8o (159 x 106mm). Roman and italic types, woodcut ornaments and capitals. Modern dark blue levant morocco, gilt-ruled covers, gilt spine, edges gilt, by Cuzin.

FIRST EDITION. Palissy, a potter and ceramic artisan, became famous for constructing elaborate "rustic" enamelled earthenware and was appointed (as announced on the titlepage) "inventeur des rustiques figulines du roy." Although he had no formal education, he began lecturing in 1575 on natural history, and "there is little doubt that Palissy was probably one of the first men in France to teach natural sciences from facts, specimens and demonstrations rather than hypotheses" (D.S.B.).

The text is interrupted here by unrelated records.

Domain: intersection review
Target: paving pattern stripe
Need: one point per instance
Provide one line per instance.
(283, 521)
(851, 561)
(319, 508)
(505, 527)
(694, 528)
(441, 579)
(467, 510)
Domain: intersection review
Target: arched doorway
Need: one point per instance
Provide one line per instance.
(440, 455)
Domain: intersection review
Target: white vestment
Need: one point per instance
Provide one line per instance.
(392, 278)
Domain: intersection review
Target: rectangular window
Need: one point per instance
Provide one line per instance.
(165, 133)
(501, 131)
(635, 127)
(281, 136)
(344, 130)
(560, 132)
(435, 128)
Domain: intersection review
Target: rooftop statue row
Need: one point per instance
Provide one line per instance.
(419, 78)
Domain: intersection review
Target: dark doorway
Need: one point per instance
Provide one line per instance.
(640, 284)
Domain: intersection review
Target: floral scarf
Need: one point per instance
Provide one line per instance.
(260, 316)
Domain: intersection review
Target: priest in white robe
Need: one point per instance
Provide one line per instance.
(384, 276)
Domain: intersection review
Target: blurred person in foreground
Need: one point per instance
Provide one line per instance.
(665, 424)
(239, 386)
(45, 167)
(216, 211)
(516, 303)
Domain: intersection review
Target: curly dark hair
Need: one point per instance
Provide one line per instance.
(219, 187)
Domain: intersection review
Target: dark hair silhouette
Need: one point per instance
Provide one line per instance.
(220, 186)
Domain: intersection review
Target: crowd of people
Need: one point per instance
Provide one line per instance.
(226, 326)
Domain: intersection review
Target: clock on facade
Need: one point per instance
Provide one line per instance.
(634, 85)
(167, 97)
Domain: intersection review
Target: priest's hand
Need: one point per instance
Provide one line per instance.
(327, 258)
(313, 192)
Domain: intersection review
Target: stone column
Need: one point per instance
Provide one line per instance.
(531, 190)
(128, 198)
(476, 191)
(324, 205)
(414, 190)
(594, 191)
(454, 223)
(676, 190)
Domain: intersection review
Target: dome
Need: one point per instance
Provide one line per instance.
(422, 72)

The Discours, in the form of a dialogue between "Thorique" and Pratique," is probably based upon these lectures and covers a wide range of subjects including agriculture, alchemy, botany, ceramics, engineering, geology, hydrology, medicine, metallurgy, meteorology, physics, toxicology and zoology. His sections on hydrology and paleaontology are of special interest, for "he was one of the few men of his century to have a correct notion of the origins of rivers and streams" (D.S.B.). An early advocate of the infiltration theory, he described artesian wells and recommended forestation to prevent soil erosion. Through Cardano's De subtilitate Palissy was familiar with Leonardo da Vinci's writings on paleontology in the notebooks; he noted the similarity of fossils to living species and was "one of the first to hold a reasonably correct view of the process of petrification" (D.S.B.). In his eighth section, Palissy investigated the hardness and properties of gems and precious stones. VERY RARE. Not in Adams or BM/STC Italian; Duveen p.446 ("A book of great importance in the history of chemistry and science generally ... Extremely rare"); Rudbeck pp.41-42; Thorndike V, pp.596-599; Norman 1629.